Midstream urine | EPS | |||
---|---|---|---|---|
WBC | Culture | WBC | Culture | |
I. Acute bacterial | ||||
Prostatitis | ++ | + | ++ | + |
II. Chronic bacterial | ||||
Prostatitis | + | + | + | + |
III. Chronic non bacterial prostatitis | ||||
Inflammatory | − | − | + | − |
Noninflammatory | − | − | − | − |
Treatment of bacterial prostatitis (types 1 and 2)
For types 1 and 2 (acute and chronic bacterial prostatitis), determining bacterial etiology is desirable. If the patient has taken antibiotics prior to evaluation, false-negative cultures will occur. Except in cases of acute prostatitis, the clinician may want to consider discontinuing antibiotics, waiting for 48 to 72 hours, and then obtaining the prostatic fluid and urine cultures.

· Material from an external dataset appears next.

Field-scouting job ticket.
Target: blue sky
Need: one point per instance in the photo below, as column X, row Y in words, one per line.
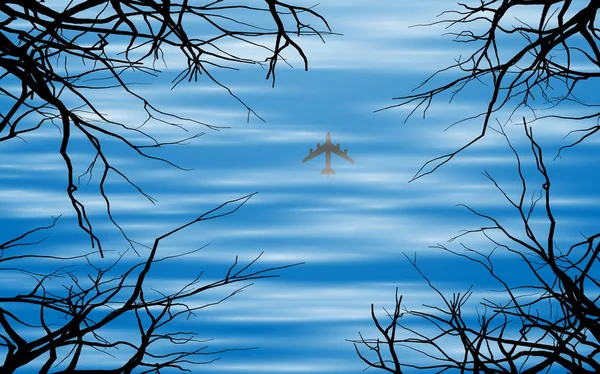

The organisms typically isolated are those associated with lower urinary tract infection (Table 63.2). Enteric gram-negative rods are most common, followed by Enterococcus, Staphylococcus saprophyticus, Proteus, and Klebsiella. Streptococci and anaerobes are rarely involved. If the patient has been recently instrumented or catheterized in a hospital setting, Pseudomonas, Serratia, Enterococcus, and resistant enterics would be the major concerns. Furthermore, these organisms are found frequently as commensals in normal hosts and their role as pathogens is controversial.
Gram-negative |
---|
Escherichia coli |
Proteus mirabilis |
Klebsiella |
Healthcare associated |
---|
Pseudomonas aeruginosa |
Serratia |
E. coli (ESBL positive) |
Klebsiella (ESBL or KPC positive) |
Gram-positive |
---|
Enterococcus |
Staphylococcus saprophyticus |
Abbreviations: ESBL = extended-spectrum β-lactamase; KPC = Klebsiella pneumonia carbapenemase.
In sexually active patients, especially those with multiple partners, Chlamydia and Trichomonas are rarely found. These organisms are difficult to culture. Fungal and mycobacterial causes can usually be diagnosed only by prostatic biopsy.